Labor and the Coalition pretend to be fierce opponents. They shout at each other across the chamber. They accuse each other of incompetence. They fight over details. Yet on climate policy they increasingly resemble two branches of the same establishment.
Labor promises Net Zero. The Coalition promises Net Zero.
Labor subsidises selected technologies. The Coalition subsidises selected technologies. Labor expands government intervention. The Coalition argues about the speed of government intervention.
The destination remains identical; the argument is merely about which road to take.
Millions of Australians who are sceptical of this agenda look at Canberra and see no meaningful choice at all. The debate has become a contest between the fast lane and the slow lane on the same highway.
Meanwhile the consequences continue to accumulate. Electricity prices rise despite endless promises of cheaper power. Manufacturers struggle to compete against countries that prioritise affordability and reliability.
Investment leaves. Industries contract. Workers pay more. Families pay more. Small businesses pay more.
The political class responds by announcing new subsidies funded by the very taxpayers already paying the inflated costs.

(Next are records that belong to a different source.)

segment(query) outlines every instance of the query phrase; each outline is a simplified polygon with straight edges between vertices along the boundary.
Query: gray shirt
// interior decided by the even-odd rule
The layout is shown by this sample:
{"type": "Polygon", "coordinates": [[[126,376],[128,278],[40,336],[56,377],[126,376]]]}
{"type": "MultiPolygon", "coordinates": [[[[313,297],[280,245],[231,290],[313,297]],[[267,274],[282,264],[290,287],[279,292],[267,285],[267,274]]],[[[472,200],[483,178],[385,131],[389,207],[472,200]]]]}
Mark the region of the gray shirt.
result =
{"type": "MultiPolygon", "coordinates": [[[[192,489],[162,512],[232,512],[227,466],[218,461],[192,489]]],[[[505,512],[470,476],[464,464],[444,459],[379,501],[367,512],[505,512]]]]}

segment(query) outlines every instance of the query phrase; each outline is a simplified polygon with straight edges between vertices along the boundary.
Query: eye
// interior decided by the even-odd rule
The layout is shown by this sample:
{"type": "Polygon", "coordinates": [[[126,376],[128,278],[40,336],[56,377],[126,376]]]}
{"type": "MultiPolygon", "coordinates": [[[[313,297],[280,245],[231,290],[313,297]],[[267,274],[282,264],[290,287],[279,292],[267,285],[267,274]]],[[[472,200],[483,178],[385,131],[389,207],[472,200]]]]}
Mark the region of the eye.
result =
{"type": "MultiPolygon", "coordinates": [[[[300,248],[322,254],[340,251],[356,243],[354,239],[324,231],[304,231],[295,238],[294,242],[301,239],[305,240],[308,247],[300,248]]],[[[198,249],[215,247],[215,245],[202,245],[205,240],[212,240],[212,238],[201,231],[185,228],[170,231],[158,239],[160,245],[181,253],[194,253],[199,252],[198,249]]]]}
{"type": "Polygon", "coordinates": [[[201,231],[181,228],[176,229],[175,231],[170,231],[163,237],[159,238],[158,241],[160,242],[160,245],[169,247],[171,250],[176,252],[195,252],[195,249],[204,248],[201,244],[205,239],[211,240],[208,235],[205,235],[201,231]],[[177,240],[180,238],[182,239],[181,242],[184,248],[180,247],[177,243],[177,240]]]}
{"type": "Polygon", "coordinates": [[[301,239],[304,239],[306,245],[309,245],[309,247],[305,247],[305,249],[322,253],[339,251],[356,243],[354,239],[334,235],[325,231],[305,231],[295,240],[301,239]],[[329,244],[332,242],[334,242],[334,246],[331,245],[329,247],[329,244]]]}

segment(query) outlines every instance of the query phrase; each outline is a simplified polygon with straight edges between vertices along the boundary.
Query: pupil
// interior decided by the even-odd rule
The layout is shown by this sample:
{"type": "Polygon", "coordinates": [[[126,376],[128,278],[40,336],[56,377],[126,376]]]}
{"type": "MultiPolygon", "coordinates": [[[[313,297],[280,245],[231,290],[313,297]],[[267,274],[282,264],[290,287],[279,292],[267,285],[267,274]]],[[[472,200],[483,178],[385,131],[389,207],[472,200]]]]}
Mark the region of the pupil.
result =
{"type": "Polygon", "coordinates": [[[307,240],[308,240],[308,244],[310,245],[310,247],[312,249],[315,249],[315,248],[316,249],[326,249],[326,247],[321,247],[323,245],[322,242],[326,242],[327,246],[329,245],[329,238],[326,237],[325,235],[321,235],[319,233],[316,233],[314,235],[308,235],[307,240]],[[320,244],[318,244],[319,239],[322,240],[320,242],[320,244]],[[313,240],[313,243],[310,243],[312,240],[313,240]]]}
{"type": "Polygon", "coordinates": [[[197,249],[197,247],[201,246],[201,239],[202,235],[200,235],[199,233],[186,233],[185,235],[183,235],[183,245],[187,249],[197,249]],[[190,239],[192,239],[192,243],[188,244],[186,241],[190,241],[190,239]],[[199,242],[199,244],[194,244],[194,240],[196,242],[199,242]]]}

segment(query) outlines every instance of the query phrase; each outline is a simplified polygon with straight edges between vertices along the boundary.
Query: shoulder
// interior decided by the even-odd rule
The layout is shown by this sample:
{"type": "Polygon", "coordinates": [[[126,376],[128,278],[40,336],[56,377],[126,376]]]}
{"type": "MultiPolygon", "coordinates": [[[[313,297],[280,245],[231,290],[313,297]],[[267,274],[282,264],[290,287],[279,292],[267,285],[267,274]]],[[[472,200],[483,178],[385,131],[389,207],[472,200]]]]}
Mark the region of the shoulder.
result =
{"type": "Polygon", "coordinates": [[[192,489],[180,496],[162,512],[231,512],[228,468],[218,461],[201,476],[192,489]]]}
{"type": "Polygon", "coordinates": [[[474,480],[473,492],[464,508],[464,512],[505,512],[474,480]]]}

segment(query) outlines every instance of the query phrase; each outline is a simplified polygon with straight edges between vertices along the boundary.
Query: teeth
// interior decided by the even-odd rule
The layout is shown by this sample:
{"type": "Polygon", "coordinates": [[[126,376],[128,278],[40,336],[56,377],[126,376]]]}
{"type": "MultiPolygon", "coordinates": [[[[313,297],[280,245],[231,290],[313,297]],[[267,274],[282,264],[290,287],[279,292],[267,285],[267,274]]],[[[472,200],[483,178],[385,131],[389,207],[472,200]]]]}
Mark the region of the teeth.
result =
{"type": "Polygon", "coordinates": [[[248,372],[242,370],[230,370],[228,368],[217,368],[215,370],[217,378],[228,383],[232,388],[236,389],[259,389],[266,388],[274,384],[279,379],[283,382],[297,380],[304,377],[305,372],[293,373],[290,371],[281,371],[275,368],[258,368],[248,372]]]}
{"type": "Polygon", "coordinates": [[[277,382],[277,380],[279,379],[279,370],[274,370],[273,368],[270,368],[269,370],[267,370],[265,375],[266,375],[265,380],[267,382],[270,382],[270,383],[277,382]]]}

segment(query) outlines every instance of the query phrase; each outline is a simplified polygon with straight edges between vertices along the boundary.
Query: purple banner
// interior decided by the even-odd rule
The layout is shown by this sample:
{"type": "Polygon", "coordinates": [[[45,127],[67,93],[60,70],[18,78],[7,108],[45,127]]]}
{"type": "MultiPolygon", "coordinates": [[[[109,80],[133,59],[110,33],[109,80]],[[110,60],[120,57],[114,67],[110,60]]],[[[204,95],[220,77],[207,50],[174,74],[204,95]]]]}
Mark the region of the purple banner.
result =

It is a policy failure so spectacular that it requires additional policy failures to conceal the original one.
Even more remarkable is the moral vanity that accompanies it. Australia accounts for a tiny share of global emissions, yet governments behave as though the future of the planet depends upon whether a plumber in Frankston drives a diesel ute or an accountant in Melbourne buys an electric vehicle.
China continues to build coal-fired power stations. India continues to prioritise economic growth.
Developing nations continue to pursue affordable energy because they understand a truth that Western politicians have forgotten: prosperity is not the enemy of humanity. Prosperity is what allows humanity to solve problems.
Long-term natural cycles continue to be studied and debated by scientists around the world.
The wealthy societies of today have cleaner air, cleaner water and better environmental outcomes than the poor societies of yesterday. Economic growth is not the problem. It is often the solution.
This is where the libertarian view diverges sharply from both sides of politics. The answer is not climate denial. The answer is recognising the limits of government knowledge and government power.
Politicians cannot accurately predict next year’s budget position. Bureaucracies struggle to deliver infrastructure projects on time and on budget. Yet we are expected to believe these same institutions can successfully redesign energy systems, influence global temperatures and manage planetary climate outcomes decades into the future.
That requires a level of faith usually associated with medieval pilgrimages.
A freer society would trust innovation more than regulation; competition more than mandates; markets more than ministers; adaptation more than panic; human ingenuity more than bureaucratic planning.
Most importantly, it would remember the lesson that built every factory, bridge, workshop and successful enterprise in Australia.
Measure twice.
Cut once.
The climate will continue to change, as it always has.
The Sun will continue to rise. The Moon will continue to pull the tides.
Nature will continue to ignore political narratives.
The question is whether Australians will continue to hand power to politicians who claim certainty about things they cannot possibly know with certainty. Because the bigger the cut, the more important the measurement. And there has never been a bigger cut than Net Zero.
The time has come to stop treating climate policy as a religion and start treating it as every sensible tradesman would treat any major project.
With scepticism. With humility. With evidence.
And above all else, with a tape measure in hand.